If the pump is running OK it could be a particle of scale in the solenoid valve.


----------



## chewy (Jan 16, 2013)

It is very easy for the solenoid to get blocked as the hole is very small. I made the mistake in using tap water after I'd cleaned out the solenoid and within days it had become blocked again.


----------



## nordberg (Jul 23, 2013)

Hmmm... Nothing is coming out of the return pipe, so I'm guessing the pump is not picking up rather than not putting out?

I will take the lid off tonight and have a prod about!


----------



## El carajillo (Mar 16, 2013)

nordberg said:


> Hmmm... Nothing is coming out of the return pipe, so I'm guessing the pump is not picking up rather than not putting out?
> 
> I will take the lid off tonight and have a prod about!

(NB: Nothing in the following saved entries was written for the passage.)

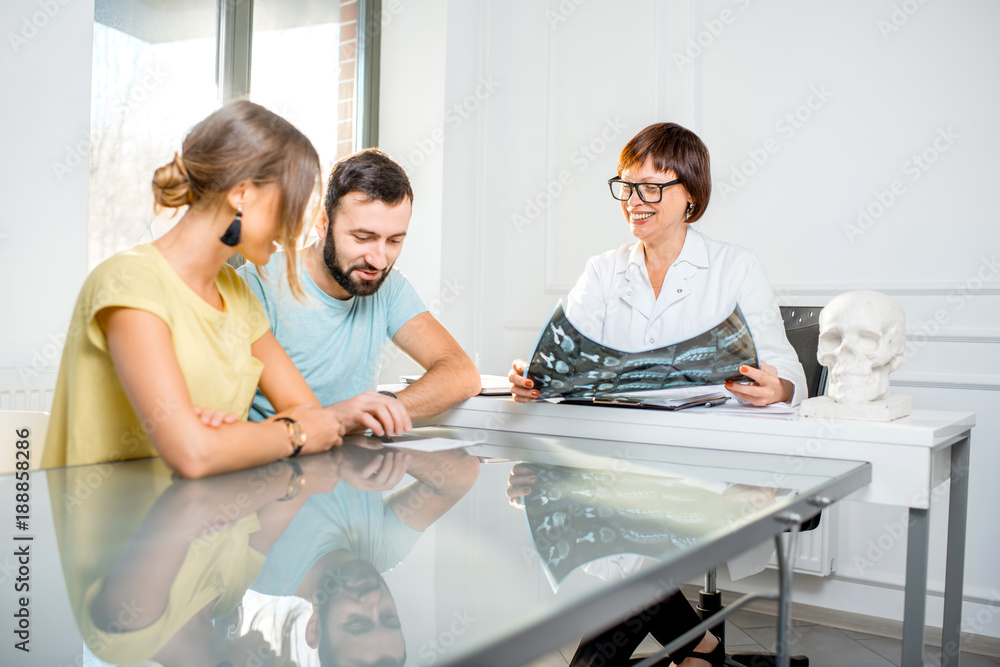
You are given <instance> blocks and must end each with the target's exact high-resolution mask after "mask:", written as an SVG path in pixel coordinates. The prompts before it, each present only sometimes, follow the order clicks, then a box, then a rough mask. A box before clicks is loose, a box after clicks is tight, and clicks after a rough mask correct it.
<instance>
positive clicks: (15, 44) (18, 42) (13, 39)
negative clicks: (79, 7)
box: [7, 0, 70, 53]
mask: <svg viewBox="0 0 1000 667" xmlns="http://www.w3.org/2000/svg"><path fill="white" fill-rule="evenodd" d="M69 3H70V0H38V3H37V4H38V11H35V12H32V13H31V14H25V15H24V16H22V17H21V25H20V29H19V30H18V31H17V32H8V33H7V42H8V43H9V44H10V50H11V51H13V52H14V53H17V52H18V51H20V50H21V49H22V48H24V47H25V46H27V45H28V42H30V41H31V40H33V39H34V38H35V37H37V36H38V33H39V32H40V31H42V30H44V29H45V27H46V26H47V25H49V22H51V21H52V19H54V18H55V17H56V16H58V15H59V12H60V11H62V8H63V7H65V6H66V5H68V4H69Z"/></svg>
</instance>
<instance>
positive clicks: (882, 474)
mask: <svg viewBox="0 0 1000 667" xmlns="http://www.w3.org/2000/svg"><path fill="white" fill-rule="evenodd" d="M431 424H438V425H447V426H463V427H468V428H476V429H488V430H499V431H513V432H518V433H535V434H541V435H566V436H576V437H584V438H597V439H603V440H618V441H628V442H638V443H648V444H670V445H675V446H684V447H699V448H705V449H722V450H735V451H743V452H760V453H766V454H780V455H797V456H809V457H817V458H836V459H850V460H857V461H868V462H869V463H871V464H872V481H871V484H869V485H868V486H867V487H865V488H864V489H862V490H861V491H859V492H857V493H856V494H854V495H853V496H851V499H852V500H859V501H864V502H871V503H880V504H885V505H895V506H899V507H906V508H908V510H909V531H908V535H907V545H906V549H907V551H906V592H905V598H904V609H903V655H902V658H903V660H902V664H904V665H918V664H923V649H924V617H925V610H926V594H927V559H928V549H929V541H930V522H929V512H928V510H929V508H930V500H931V491H932V490H933V489H934V487H936V486H938V485H939V484H941V483H942V482H944V481H945V480H947V479H949V478H950V479H951V491H950V505H949V510H948V543H947V565H946V574H945V593H944V622H943V625H942V642H941V646H942V656H941V658H942V660H941V664H942V665H956V664H958V658H959V646H960V636H961V620H962V587H963V577H964V562H965V524H966V509H967V504H968V488H969V478H968V469H969V447H970V432H971V429H972V427H973V426H974V425H975V414H973V413H970V412H939V411H920V410H918V411H914V413H913V415H911V416H910V417H907V418H905V419H901V420H897V421H895V422H890V423H884V424H882V423H873V422H851V421H842V420H797V419H796V420H788V419H781V418H776V417H768V416H743V415H738V414H732V413H727V414H722V413H719V412H714V413H713V412H712V409H711V408H707V409H705V408H701V409H692V410H685V411H682V412H676V413H671V412H663V411H655V410H634V409H622V408H618V409H614V408H606V407H596V406H594V407H592V406H573V405H555V404H551V403H531V404H518V403H515V402H514V401H513V400H512V399H510V398H502V397H485V396H483V397H475V398H472V399H469V400H468V401H465V402H464V403H461V404H459V405H458V406H456V407H455V408H453V409H451V410H449V411H448V412H446V413H444V414H442V415H438V416H437V417H433V418H431V419H428V420H426V421H424V422H422V425H431ZM616 454H617V455H619V456H621V457H623V458H627V457H628V456H629V452H628V451H627V449H626V450H625V451H622V452H620V453H618V452H616Z"/></svg>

Unplug the M/ch remove the top, look for thin white plastic pipe coming off top of pump, follow this to other end on OPV, (see a brass knurled nut) unscrew this, lift the pipe and extend it outside the M/ch and point it into a cup/mug. Plug M/ch back in and switch on as if to brew, water should flow freely from this pipe, if not blockage in pump or it is defective.

If flow is good sounds like problem in solenoid valve, as passages are very small it will need dismantling and cleaning. Try listening for solenoid clicking as brew switch is operated.


----------



## gaggiamanualservice.com (Dec 22, 2009)

check the wiki section for my post regarding solenoid issues


----------



## nordberg (Jul 23, 2013)

Ok, removed the thin pipe from the pump to the OPV and switched the pump on. Water comes through but really slowly..... When I switched it off, a load of water came out of the spout where it was connected to the OPV.....

Help!


----------



## nordberg (Jul 23, 2013)

Just checking this is the pipe you're talking about....


----------



## El carajillo (Mar 16, 2013)

nordberg said:


> View attachment 8893
> 
> 
> Just checking this is the pipe you're talking about....


Yes that one


----------



## nordberg (Jul 23, 2013)

Ok, so sounds like the pump is knackered? It's only a month old....


----------



## nordberg (Jul 23, 2013)

The pump is really quiet.... Would that suggest a blockage or a fault?


----------



## nordberg (Jul 23, 2013)

I removed the pump, banged on the work surface a few times, refitted and it's as good as new!


----------



## Charliej (Feb 25, 2012)

nordberg said:


> I removed the pump, banged on the work surface a few times, refitted and it's as good as new!


Percussive maintenance in action.


----------